Article courtesy of Sukhbir Siwach & Bhaskar Mukherjee | October 14, 2014 | The Times of India | Shared as educational material
DABWALI: Dabwali town of Sirsa district is the first stoppage of the ‘cancer express’ which runs from Bathinda in Punjab to Bikaner in Rajasthan. “Sometimes there are up to 50 patients from Dabwali area who board the train to go to Bikaner for the treatment,” says a cancer patient Baljeet Singh Bhatti of Shergarh village.
Cancer patients in the area know that the train reaches Dabwali station at 10:20 pm so that they may reach Bikaner early in the morning for treatment. “This train is known as ‘cancer express’ because most of the patients travel by it only,” says Bhatti, an affluent farmer from Shergarh.
Dabwali is a stronghold of Chautalas and INLD has fielded party’s jailed leader Ajay Singh Chautala’s wife Naina Singh Chautala. Keeping in view the demand of cancer patients, INLD has announced to setup reverse osmosis (RO) water treatment plants in each village of the constituency.
Bhatti feels that increasing cases of cancer is a major issue in the constituency. “In the past year, three cancer patients have died in my village while 10 more are still facing the threat,” he adds.
Situated on Haryana-Punjab border, Shergarh has a population of 6,000. Villagers blame the poor quality of groundwater for the increasing incidence of cancer. “I have 18 acres of land so I immediately arranged a water purifier, but everybody can’t afford such a facility on their own.

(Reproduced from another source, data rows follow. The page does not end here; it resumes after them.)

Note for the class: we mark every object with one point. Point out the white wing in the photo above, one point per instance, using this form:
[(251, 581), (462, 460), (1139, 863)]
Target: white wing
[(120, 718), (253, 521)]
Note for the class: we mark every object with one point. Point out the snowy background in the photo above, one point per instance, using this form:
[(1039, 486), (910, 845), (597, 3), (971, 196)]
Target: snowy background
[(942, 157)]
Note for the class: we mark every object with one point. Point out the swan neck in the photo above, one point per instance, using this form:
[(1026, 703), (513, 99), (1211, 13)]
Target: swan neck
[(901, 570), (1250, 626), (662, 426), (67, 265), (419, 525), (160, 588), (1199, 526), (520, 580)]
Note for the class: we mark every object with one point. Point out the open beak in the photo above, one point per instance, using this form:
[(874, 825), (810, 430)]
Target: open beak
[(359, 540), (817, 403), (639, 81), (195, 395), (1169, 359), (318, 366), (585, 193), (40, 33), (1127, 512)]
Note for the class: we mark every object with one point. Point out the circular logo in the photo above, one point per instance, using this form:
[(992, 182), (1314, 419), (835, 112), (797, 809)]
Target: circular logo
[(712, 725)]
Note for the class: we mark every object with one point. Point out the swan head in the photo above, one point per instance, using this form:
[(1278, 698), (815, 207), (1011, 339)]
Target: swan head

The government must install RO systems in each village of the area,” he remarks.
Sirsa district planning board member Radhe Ram Godara says that due to non-availability of sweet water in the area even the government considers it a dark zone. “Further, increasing use of pesticides for crops is worsening the situation,” Godara added.
INLD leader and Sirsa zila parishad chairman Sita Ram feels that there were more cancer patients in the area than other parts of Haryana. “We have already installed RO plants in 15 villages of Dabwali. If our party comes to power, then we would install water purifiers in all villages of the area. Groundwater of this area has high flouride content which is causing cancer,” added Ram, a former medical practitioner.
Even in Dabwali town, cancer patients blame contaminated water for their problems. “It is because of leakage in the drinking water pipelines,” says Rani Devi, whose husband Lilu Ram, 50, is suffering with the dreaded disease.
Facing all odds after detection of cancer in 2012, another Dabwali resident Maya Devi, 59, is thankful to Shiromani Gurdwara Prabandhak Committee (SGPC), which gave financial help of Rs 20,000 to her and other patients. Most of the cancer patients from this area prefer to go to Bikaner on account of comparatively cheaper treatment.
However, Congress candidate from Dabwali, K V Singh, says, “INLD leaders even don’t know what is the purpose of installing RO plants. This system is installed where tubewell water is being supplied while in this area canal water is supplied to the people after its treatment in the water works. Dabwali is not known as cancer belt but Punjab’s Mansa and Bathinda districts,” he claims.
However, local residents are apprehensive of cancer due to Dabwali’s proximity to Bathinda and Mansa.
The director general of Haryana health services Dr Narinder Arora says they could conduct a study, if there is an abnormal increase in the cancer cases in any particular area. According to Dr Arora, there was normal prevalence of cancer in the state in comparison to the national figures. “Around 25,000 new cancer patients come to the hospitals for treatment in the state annually,” he informs.
He claims that the government is serious to provide proper treatment to poor patients apart from free of cost medicines costing up to Rs 1 lakh.